Figure 2. Phylogenetic relationships of PB1 (A), PB2 (B), and PA (C) genes of the BbM viruses and analyzed H9N2 reference viruses.

Neighbor-joining phylogenetic trees were generated using the MEGA program. Analysis was based on the following nucleotides: PB1, 229 to 2233; PB2, 52 to 2255; and PA, 58 to 2094. Viruses were labeled using the same way as Figure 1. Virus abbreviations are listed in the legend of Figure 1.

Figure 3. Phylogenetic relationships of NP (A), M (B), and NS (C) genes of the BbM viruses and analyzed H9N2 reference viruses.

With MEGA, neighbor-joining phylogenetic trees were constructed based on nucleotides 65 to 1398 for NP, 78 to 784 for M, and 54 to 680 for NS genes. Virus abbreviations are listed in the legend of Figure 1. Viruses were highlighted using the same colors and method as Figure 1.

Figure 4. The genetic analysis of BbM viruses and H9N2 reference strains from various lineages.
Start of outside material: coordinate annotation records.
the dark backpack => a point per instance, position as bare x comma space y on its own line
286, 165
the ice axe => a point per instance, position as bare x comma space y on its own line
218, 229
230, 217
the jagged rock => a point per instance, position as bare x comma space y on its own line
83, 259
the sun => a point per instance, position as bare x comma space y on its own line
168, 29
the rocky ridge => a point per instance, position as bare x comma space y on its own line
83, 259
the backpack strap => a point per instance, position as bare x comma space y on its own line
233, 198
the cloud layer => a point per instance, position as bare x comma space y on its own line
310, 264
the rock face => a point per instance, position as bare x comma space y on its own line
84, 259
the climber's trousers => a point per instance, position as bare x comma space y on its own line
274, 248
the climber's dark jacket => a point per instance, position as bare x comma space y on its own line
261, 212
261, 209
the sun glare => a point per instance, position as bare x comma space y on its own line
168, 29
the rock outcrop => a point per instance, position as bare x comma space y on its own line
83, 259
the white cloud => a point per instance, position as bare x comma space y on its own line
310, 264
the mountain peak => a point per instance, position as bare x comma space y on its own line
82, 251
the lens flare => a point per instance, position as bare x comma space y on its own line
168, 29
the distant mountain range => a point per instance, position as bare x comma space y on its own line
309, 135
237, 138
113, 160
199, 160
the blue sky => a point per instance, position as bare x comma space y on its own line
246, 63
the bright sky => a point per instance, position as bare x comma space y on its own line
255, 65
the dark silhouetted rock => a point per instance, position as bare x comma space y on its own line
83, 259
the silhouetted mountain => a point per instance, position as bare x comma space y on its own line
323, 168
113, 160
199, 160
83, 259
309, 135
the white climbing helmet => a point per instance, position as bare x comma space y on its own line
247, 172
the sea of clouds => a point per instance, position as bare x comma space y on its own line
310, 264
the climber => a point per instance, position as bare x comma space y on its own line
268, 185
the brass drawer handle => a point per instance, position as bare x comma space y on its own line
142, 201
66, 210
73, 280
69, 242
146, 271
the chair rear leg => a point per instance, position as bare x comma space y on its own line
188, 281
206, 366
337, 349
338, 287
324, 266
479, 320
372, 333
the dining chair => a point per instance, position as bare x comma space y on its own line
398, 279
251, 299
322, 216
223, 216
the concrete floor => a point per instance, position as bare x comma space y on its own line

Schematic diagrams represent the origins of genes of BbM viruses and H9N2 reference strains. Eight gene segments in each of the schematic virus particles are arranged from top to bottom to represent PB2, PB1, PA, HA, NP, NA, M, and NS genes, and are indicated in same color with representative viruses for each lineage. Virus names and abbreviations are listed in the legend of Figure 1.